Derde partij: HTM Personenvervoer N.V., gevestigd te Den Haag, vergunninghoudster.
I PROCESVERLOOP
Bij besluit van 30 januari 2009 heeft verweerder vergunninghoudster vrijstelling als bedoeld in artikel 19, tweede lid, van de Wet op de Ruimtelijke Ordening (WRO) alsmede een reguliere bouwvergunning verleend voor het plaatsen van een tractieonderstation ten behoeve van tramlijnen aan de Conradkade ter hoogte van nummer 91 te Den Haag.

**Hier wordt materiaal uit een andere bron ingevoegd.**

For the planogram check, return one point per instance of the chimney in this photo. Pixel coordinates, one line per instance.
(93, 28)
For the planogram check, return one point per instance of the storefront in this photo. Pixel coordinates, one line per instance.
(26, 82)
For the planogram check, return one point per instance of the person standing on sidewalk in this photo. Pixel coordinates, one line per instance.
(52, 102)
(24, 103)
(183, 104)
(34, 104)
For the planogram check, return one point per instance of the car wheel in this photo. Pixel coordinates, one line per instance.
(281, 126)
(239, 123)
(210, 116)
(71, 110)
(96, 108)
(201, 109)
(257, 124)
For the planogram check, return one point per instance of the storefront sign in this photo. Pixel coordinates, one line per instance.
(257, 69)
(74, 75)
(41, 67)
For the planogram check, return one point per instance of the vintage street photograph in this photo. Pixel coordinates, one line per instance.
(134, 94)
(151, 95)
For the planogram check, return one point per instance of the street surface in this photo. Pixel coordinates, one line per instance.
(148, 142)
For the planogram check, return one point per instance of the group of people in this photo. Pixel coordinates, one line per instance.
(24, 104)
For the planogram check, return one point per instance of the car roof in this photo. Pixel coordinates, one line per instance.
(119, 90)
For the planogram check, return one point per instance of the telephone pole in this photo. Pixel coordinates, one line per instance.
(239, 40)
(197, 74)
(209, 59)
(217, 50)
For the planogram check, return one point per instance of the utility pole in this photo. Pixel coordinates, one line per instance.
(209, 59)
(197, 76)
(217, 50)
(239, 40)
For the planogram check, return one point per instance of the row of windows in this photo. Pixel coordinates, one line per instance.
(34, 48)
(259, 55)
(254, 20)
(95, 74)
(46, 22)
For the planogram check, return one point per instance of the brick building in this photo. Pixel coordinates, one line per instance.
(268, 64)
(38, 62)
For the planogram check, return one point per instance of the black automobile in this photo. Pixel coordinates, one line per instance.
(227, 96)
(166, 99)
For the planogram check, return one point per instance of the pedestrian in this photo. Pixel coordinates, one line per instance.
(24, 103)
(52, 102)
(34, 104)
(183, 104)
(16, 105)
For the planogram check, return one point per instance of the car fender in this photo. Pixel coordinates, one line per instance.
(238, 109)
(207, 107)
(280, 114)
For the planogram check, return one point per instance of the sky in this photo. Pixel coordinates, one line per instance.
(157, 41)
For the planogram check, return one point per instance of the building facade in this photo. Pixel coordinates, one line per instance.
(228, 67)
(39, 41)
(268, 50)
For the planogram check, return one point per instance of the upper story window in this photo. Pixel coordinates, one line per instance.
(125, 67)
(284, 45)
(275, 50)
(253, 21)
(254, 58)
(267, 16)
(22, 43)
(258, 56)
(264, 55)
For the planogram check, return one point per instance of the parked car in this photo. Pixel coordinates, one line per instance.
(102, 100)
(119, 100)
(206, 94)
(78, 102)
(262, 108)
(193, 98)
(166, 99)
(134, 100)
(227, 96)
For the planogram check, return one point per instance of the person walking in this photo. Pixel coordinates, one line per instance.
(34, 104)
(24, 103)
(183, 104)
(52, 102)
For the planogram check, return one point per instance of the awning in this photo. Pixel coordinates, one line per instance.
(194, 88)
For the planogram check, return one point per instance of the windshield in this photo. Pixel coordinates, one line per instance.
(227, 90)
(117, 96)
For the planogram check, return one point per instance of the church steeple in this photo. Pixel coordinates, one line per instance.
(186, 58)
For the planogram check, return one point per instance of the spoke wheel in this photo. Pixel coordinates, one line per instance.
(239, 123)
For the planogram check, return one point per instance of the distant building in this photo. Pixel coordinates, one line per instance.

Bij besluit van 21 juli 2009, verzonden op gelijke datum, heeft verweerder, overeenkomstig het advies van de Adviescommissie bezwaarschriften van 20 juli 2009, het hiertegen door eisers gemaakte bezwaar gedeeltelijk niet-ontvankelijk en voor het overige ongegrond verklaard.
Tegen dit besluit hebben eisers beroep ingesteld bij brief van 26 augustus 2009, op 31 augustus 2009 ingekomen bij het College van Beroep voor het bedrijfsleven, dat het beroepschrift ter behandeling aan de rechtbank heeft doorgezonden. De gronden zijn daarna aangevuld.
Verweerder heeft de op de zaak betrekking hebbende stukken overgelegd en een verweerschrift ingediend.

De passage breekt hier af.